Mais de 90% dos casos de suicídio estão relacionados a transtornos mentais



Neste Setembro Amarelo, campanha digital alerta sobre a depressão e a possibilidade de prevenir essas mortes



Se por um lado as discussões relacionadas ao suicídio vêm ganhando mais espaço na sociedade e no âmbito da ficção, ainda é preciso avançar no entendimento dos aspectos médicos diretamente relacionados a esse problema. Mais de 90% dos casos de suicídio estão associados a distúrbios mentais, segundo a Organização Mundial de Saúde (OMS). E os transtornos de humor, entre os quais se destaca a depressão, representam o diagnóstico mais frequente nesses casos, presente em 36% das vítimas. Também estão relacionados ao problema a dependência de álcool (em 23% dos casos), esquizofrenia (14%) e transtornos de personalidade (10%).

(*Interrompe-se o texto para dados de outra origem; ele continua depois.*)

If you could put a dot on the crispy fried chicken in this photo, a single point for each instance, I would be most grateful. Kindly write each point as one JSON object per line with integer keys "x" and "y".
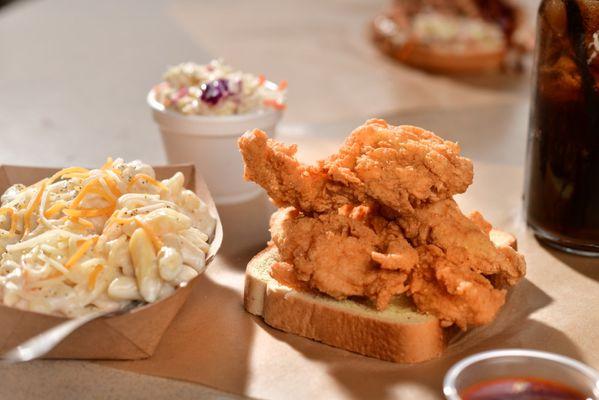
{"x": 400, "y": 167}
{"x": 377, "y": 219}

“Muitos acreditam que o suicídio resulta de uma escolha livre, como um exercício da liberdade entre escolher a vida ou a morte. Mas, na verdade, em quase 100% dos casos ele está associado a uma doença mental. Os dados da OMS mostram, por exemplo, que em apenas 3,2% dos casos não foi possível identificar um diagnóstico preciso entre as vítimas. Esses transtornos mentais alteram a percepção da realidade e podem interferir no livre-arbítrio”, afirma o psiquiatra José Alberto Del Porto, pós-doutor pela University of Illinois at Chicago (EUA) e professor-titular da Universidade Federal de São Paulo (Unifesp).  


Setembro Amarelo 

Para desmistificar o assunto, desde 2014 o Brasil participa da campanha mundial Setembro Amarelo, com foco no Dia Mundial de Prevenção do Suicídio, celebrado no próximo dia 10. Neste ano, considerando a estreita relação do problema com os quadros depressivos, a Pfizer firmou uma parceria com o Centro de Valorização da Vida (CVV) para desenvolver uma ação digital de conscientização sobre a doença. Por meio de um videocase criativo e vinculado ao universo do teatro, que será disseminado a partir da hashtag #naoesotristeza, a ideia é desconstruir os estereótipos associados à depressão, esclarecendo que se trata de uma doença complexa e reconhecida pela OMS, que apresenta vários componentes biológicos e deve ser tratada adequadamente.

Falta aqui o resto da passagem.